Collective operations have to be called for each rank (hence CUDA device) to form a complete collective operation. Failure to do so will result in other ranks waiting indefinitely.
The AllReduce operation is performing reductions on data (for example, sum, min, max) across devices and writing the result in the receive buffers of every rank.
In an allreduce operation between k ranks and performing a sum, each rank will provide an array Vk of N values, and receive an identical arrays S of N values, where S[i] = V0[i]+V1[i]+…+Vk-1[i].
The Broadcast operation copies an N-element buffer on the root rank to all ranks.
Important note: The root argument is one of the ranks, not a device number, and is therefore impacted by a different rank to device mapping.
The Reduce operation is performing the same operation as AllReduce, but writes the result only in the receive buffers of a specified root rank.
Important note : The root argument is one of the ranks (not a device number), and is therefore impacted by a different rank to device mapping.
Note: A Reduce, followed by a Broadcast, is equivalent to the AllReduce operation.
The AllGather operation gathers N values from k ranks into an output of size k*N, and distributes that result to all ranks.
The output is ordered by rank index.

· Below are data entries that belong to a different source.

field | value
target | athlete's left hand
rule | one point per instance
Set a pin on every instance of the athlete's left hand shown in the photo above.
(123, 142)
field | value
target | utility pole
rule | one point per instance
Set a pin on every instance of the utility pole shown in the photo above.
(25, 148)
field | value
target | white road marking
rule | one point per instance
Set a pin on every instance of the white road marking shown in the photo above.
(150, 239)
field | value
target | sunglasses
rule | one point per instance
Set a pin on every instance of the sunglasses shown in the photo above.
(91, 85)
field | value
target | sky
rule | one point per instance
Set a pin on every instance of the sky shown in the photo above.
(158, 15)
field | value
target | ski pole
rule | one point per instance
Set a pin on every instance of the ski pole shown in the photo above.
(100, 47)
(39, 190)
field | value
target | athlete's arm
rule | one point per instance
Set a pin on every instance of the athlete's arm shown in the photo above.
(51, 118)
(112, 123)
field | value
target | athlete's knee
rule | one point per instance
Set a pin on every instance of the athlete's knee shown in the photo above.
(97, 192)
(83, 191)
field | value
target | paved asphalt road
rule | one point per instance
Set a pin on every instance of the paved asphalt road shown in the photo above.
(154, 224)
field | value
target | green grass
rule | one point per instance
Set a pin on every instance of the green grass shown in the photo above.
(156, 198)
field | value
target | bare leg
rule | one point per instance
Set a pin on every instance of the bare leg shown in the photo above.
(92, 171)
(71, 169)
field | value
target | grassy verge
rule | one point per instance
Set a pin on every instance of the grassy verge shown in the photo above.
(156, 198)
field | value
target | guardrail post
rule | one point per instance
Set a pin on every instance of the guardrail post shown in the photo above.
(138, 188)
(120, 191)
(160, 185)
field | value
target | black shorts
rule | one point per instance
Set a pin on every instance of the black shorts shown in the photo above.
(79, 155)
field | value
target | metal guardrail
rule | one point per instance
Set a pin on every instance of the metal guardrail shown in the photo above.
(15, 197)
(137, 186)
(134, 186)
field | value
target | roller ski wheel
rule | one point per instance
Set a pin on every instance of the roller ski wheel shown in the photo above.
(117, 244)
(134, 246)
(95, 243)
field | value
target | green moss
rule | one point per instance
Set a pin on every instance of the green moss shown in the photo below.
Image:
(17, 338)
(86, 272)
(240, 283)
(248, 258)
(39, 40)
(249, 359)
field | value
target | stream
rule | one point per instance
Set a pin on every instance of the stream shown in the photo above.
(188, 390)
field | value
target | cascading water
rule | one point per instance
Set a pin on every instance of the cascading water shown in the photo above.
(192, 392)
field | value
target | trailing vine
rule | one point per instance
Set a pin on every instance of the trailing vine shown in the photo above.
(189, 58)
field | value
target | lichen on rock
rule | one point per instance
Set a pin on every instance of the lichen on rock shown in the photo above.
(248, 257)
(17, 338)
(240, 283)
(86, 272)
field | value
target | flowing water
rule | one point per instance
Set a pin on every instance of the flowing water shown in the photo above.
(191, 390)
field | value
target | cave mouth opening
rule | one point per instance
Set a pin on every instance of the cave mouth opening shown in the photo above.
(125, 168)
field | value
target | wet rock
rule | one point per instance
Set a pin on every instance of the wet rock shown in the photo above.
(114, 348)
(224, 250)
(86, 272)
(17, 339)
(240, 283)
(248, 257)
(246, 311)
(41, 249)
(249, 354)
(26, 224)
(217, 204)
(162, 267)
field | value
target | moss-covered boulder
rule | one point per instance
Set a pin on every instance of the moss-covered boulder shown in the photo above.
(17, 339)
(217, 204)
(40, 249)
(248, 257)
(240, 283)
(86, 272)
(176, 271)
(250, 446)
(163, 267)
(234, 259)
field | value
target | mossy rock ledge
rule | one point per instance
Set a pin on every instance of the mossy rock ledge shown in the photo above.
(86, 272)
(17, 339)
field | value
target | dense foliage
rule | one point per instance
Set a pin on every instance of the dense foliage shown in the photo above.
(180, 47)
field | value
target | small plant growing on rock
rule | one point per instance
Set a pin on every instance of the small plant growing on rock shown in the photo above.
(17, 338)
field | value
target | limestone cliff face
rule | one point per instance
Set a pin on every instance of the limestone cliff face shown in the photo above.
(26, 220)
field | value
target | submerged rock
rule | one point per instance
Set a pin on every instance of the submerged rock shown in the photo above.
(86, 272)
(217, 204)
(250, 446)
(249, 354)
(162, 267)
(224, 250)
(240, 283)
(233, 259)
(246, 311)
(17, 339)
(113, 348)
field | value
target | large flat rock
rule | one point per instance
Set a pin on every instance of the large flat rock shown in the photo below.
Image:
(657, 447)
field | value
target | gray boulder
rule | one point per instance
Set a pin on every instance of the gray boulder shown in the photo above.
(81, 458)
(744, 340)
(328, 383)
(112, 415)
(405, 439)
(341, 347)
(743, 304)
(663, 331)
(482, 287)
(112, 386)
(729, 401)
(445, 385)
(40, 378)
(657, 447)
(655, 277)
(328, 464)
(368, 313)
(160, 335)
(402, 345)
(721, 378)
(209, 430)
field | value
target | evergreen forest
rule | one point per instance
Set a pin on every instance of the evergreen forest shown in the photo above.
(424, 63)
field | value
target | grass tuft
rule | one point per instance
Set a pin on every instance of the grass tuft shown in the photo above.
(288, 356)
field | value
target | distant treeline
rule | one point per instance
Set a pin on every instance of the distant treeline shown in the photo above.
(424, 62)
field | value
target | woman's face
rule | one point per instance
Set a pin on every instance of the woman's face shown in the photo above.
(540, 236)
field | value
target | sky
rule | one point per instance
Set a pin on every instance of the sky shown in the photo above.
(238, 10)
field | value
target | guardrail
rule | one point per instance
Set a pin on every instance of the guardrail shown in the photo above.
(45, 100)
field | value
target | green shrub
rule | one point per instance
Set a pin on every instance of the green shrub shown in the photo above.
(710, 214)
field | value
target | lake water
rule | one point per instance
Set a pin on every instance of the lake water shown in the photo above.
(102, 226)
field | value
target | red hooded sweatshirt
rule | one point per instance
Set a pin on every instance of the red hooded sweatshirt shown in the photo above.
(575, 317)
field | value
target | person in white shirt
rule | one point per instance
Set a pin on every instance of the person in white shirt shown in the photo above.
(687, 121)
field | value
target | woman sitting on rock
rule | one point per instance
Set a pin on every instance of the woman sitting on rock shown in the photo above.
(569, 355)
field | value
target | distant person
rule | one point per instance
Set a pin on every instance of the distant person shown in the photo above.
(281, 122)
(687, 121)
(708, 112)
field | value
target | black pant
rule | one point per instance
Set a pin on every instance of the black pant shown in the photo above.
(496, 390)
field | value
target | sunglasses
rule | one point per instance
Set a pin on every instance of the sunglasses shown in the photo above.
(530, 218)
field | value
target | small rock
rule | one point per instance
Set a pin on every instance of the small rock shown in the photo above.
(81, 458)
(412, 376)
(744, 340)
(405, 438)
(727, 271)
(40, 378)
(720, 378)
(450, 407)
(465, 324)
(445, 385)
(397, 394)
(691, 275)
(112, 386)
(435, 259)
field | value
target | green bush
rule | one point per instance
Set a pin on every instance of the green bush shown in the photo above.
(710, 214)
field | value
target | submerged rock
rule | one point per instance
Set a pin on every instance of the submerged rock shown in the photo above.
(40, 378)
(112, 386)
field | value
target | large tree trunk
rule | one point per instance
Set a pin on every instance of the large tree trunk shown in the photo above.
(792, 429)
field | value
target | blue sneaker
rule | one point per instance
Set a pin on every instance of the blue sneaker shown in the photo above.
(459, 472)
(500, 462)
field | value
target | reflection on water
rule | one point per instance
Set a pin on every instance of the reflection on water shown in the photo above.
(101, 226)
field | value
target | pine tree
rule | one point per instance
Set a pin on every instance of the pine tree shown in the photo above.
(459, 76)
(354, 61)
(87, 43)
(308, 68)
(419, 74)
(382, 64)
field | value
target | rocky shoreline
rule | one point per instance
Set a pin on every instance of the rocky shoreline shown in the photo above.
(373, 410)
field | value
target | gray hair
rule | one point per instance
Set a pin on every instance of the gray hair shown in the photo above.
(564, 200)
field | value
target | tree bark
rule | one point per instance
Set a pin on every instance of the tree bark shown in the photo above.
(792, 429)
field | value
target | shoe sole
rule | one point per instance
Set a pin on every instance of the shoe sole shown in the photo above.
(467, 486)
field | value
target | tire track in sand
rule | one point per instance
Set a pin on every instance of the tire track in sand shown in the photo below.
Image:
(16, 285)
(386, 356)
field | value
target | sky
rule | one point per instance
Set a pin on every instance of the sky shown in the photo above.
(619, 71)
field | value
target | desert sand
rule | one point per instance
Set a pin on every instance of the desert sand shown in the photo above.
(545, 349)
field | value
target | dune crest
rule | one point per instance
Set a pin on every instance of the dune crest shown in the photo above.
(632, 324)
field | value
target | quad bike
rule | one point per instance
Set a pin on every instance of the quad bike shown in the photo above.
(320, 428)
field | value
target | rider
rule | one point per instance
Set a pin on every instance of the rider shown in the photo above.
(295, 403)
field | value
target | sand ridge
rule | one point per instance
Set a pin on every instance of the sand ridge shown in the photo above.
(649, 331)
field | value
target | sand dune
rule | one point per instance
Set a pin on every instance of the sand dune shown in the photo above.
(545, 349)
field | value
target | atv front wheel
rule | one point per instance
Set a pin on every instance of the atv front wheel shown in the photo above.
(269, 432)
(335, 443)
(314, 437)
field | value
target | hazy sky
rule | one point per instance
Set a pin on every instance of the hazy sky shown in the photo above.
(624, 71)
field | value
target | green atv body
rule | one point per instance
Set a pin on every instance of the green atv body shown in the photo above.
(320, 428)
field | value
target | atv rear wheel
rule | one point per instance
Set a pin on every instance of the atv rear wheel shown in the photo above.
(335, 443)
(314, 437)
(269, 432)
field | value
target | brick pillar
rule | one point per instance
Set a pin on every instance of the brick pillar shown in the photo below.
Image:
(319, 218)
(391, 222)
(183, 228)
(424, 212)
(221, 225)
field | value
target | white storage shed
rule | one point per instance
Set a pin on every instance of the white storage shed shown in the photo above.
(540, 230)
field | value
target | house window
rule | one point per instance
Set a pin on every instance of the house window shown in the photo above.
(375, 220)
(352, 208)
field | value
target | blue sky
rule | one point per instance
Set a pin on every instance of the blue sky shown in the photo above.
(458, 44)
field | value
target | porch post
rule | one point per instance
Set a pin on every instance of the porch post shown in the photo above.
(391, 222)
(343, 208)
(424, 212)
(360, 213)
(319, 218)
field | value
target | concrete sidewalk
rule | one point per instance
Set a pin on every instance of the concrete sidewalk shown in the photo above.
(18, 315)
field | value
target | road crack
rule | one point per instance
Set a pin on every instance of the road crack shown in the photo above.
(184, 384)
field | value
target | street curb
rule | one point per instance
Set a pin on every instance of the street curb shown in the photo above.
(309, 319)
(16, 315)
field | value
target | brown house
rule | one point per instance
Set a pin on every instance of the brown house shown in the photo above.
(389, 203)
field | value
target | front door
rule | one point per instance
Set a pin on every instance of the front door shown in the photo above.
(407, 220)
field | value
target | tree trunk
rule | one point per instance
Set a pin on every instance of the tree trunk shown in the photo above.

The AllGather operation is therefore impacted by a different rank or device mapping.
Note: Executing ReduceScatter, followed by AllGather, is equivalent to the AllReduce operation.
The ReduceScatter operation performs the same operation as the Reduce operation, except the result is scattered in equal blocks between ranks, each rank getting a chunk of data based on its rank index.
The ReduceScatter operation is impacted by a different rank or device mapping since the ranks determine the data layout.